STS MICCAI 2023 Challenge: Grand challenge on 2D and 3D semi-supervised tooth segmentation
- URL: http://arxiv.org/abs/2407.13246v1
- Date: Thu, 18 Jul 2024 08:00:08 GMT
- Title: STS MICCAI 2023 Challenge: Grand challenge on 2D and 3D semi-supervised tooth segmentation
- Authors: Yaqi Wang, Yifan Zhang, Xiaodiao Chen, Shuai Wang, Dahong Qian, Fan Ye, Feng Xu, Hongyuan Zhang, Qianni Zhang, Chengyu Wu, Yunxiang Li, Weiwei Cui, Shan Luo, Chengkai Wang, Tianhao Li, Yi Liu, Xiang Feng, Huiyu Zhou, Dongyun Liu, Qixuan Wang, Zhouhao Lin, Wei Song, Yuanlin Li, Bing Wang, Chunshi Wang, Qiupu Chen, Mingqian Li,
- Abstract summary: The Semi-supervised Teeth (STS) Challenge was held as a part of the MICCAI 2023 Challenge on the Alibaba Tianchi platform.

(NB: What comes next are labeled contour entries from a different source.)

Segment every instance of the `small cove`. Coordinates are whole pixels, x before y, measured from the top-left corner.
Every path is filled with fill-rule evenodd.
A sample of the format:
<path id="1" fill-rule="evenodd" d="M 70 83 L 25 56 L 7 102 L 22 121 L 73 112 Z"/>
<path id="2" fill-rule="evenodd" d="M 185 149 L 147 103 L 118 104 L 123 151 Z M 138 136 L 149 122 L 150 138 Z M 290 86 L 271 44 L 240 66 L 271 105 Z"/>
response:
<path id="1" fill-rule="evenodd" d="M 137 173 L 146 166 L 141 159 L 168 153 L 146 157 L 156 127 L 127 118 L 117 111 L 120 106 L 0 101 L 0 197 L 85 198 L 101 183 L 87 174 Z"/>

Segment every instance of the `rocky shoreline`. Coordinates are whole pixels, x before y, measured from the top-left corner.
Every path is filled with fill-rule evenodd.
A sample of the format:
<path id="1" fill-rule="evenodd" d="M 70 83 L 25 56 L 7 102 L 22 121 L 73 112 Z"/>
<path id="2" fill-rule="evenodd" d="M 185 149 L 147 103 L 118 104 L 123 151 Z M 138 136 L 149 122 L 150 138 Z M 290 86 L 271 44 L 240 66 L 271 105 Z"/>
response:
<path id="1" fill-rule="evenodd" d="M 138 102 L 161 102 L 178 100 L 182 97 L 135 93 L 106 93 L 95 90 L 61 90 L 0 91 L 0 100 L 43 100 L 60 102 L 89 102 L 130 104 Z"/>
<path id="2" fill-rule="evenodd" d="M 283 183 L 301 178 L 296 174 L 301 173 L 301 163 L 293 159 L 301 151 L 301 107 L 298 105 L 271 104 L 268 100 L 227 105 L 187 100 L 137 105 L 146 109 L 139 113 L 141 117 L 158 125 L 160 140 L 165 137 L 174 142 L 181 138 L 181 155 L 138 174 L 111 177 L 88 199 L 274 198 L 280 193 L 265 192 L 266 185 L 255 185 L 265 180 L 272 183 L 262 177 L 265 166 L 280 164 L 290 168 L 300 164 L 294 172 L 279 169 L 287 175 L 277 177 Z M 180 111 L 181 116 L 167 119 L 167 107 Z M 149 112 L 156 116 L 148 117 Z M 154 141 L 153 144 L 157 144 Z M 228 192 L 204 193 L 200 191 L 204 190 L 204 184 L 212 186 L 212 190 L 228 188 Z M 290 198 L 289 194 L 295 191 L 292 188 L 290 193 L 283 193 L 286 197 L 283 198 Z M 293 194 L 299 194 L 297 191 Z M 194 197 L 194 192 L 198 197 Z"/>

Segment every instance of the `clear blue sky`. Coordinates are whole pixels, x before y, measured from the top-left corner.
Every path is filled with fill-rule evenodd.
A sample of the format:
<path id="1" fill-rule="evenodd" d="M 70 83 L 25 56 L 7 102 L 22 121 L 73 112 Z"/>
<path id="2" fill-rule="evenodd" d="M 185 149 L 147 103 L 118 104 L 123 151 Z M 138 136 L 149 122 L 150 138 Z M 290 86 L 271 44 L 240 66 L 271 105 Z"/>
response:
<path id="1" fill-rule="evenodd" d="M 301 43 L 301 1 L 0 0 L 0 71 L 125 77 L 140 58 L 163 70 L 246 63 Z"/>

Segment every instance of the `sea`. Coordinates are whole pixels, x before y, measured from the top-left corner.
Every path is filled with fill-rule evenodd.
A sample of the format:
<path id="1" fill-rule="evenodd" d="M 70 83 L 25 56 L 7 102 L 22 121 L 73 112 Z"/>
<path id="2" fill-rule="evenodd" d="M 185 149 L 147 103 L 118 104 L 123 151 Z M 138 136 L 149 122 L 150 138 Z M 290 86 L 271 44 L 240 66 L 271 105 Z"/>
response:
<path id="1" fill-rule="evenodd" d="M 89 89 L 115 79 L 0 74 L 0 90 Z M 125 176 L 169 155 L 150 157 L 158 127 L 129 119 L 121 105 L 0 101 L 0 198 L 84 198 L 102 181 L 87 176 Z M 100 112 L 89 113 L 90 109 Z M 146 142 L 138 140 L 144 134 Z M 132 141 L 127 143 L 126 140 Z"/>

This challenge aims to investigate effective semisupervised tooth segmentation algorithms to advance the field of dentistry.
We provide two modalities including the 2D panoramic X-ray images and the 3D CBCT tooth volumes.
- Score: 33.341833229434435
- License: http://arxiv.org/licenses/nonexclusive-distrib/1.0/
- Abstract: Computer-aided design (CAD) tools are increasingly popular in modern dental practice, particularly for treatment planning or comprehensive prognosis evaluation. In particular, the 2D panoramic X-ray image efficiently detects invisible caries, impacted teeth and supernumerary teeth in children, while the 3D dental cone beam computed tomography (CBCT) is widely used in orthodontics and endodontics due to its low radiation dose. However, there is no open-access 2D public dataset for children's teeth and no open 3D dental CBCT dataset, which limits the development of automatic algorithms for segmenting teeth and analyzing diseases. The Semi-supervised Teeth Segmentation (STS) Challenge, a pioneering event in tooth segmentation, was held as a part of the MICCAI 2023 ToothFairy Workshop on the Alibaba Tianchi platform. This challenge aims to investigate effective semi-supervised tooth segmentation algorithms to advance the field of dentistry. In this challenge, we provide two modalities including the 2D panoramic X-ray images and the 3D CBCT tooth volumes. In Task 1, the goal was to segment tooth regions in panoramic X-ray images of both adult and pediatric teeth. Task 2 involved segmenting tooth sections using CBCT volumes. Limited labelled images with mostly unlabelled ones were provided in this challenge prompt using semi-supervised algorithms for training. In the preliminary round, the challenge received registration and result submission by 434 teams, with 64 advancing to the final round. This paper summarizes the diverse methods employed by the top-ranking teams in the STS MICCAI 2023 Challenge.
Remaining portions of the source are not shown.